Once he began counseling, Herda said he began to notice the changes, himself.
“I couldn’t believe how much better I felt,” he said.
Getting help
Brig. Gen. David Anderson said the Guard has taken a more proactive approach in recent years to help veterans deal with PTSD and other issues.
He said the No. 1 priority is to take care of all service members.
With the support of state government, he said, services were expanded.

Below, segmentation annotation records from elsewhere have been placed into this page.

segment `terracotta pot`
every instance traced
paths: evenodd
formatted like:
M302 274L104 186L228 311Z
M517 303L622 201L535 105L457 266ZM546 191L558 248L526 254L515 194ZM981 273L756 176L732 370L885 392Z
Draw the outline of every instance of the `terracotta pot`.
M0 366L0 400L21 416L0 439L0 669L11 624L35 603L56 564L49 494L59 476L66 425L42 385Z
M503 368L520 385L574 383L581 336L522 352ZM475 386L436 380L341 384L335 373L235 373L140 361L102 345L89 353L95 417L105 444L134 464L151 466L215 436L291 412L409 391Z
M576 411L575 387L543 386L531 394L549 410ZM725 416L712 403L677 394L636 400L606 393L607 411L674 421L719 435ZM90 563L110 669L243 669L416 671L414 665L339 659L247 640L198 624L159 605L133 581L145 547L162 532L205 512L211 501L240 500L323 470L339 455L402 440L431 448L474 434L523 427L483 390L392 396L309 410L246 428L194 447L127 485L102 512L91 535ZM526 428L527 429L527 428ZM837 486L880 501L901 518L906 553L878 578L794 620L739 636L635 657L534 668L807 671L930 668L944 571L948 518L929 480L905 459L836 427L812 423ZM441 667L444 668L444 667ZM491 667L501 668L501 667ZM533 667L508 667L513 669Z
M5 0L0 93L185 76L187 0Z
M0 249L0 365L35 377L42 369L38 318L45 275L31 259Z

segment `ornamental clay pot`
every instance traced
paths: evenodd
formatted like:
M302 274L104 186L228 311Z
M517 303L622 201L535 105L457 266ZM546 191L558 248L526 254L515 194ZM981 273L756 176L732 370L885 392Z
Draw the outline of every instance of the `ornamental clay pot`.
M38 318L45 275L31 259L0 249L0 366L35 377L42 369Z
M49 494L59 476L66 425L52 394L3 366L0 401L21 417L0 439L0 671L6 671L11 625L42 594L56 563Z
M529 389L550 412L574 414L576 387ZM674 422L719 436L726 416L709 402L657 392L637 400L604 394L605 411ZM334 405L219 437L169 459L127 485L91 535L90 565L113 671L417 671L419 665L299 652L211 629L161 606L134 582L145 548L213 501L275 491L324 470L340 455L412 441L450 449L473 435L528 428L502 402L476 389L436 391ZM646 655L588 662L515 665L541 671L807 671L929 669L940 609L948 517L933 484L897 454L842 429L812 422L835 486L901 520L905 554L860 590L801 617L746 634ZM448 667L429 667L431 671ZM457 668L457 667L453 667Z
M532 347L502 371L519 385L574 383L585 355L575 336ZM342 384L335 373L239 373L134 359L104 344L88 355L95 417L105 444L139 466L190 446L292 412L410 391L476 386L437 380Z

There were regional family assistance centers and service member and family support locations in the state, and the Guard opened its first centralized service center in Bismarck in 2009.
A second military service center opened in Fargo in December 2011.
“The best way to do that (help veterans) was to consolidate things,” Anderson said.
There has been more of a focus to let soldiers know it’s OK to seek help, he said.
“We try as commanders to let them know it’s not a sign of weakness,” Anderson said.
One thing that has changed for soldiers during the course of the war is that demobilization time has increased.
Units returning to the U.S. spend a couple of weeks at a base before being sent home.
Wicks said that’s a difference from Vietnam and the early years of the war in the Middle East.
“Back then it was get on a plane and 18 hours later you’re home,” he said.
He said during World War II, for instance, soldiers spent a month together on a boat returning home. It allowed them to share experiences and bond as battle buddies before returning to their homes and families.
Chaplain David Johnson said as more has been learned about PTSD, more emphasis has been put on maintaining those bonds with fellow soldiers.
Johnson said prior to 10 years ago, the National Guard didn’t have full-time chaplains or counselors. Now, chaplains deploy with the troops.
While some soldiers do connect with the chaplain, others prefer to reach out to their own pastors or with family members, he said.
“It’s important they keep those connections,” Johnson said.
Wicks said today, he feels at ease walking into to a clinic or simply picking up the phone to talk.
It has helped, he said.
“It gets better ... it doesn’t necessarily go away,” he said.
“People still ask how different my life is now. I tell them it’s still my life ... plus and minus a few things.”
He wants others to know that it’s a life worth living.
“The people I have served with ... bar none, are the finest anywhere,” he said.
Yet he knows there are guys “who will walk into gunfire, but won’t walk into an office to get help.”
And he wants them to know: “It gets better.”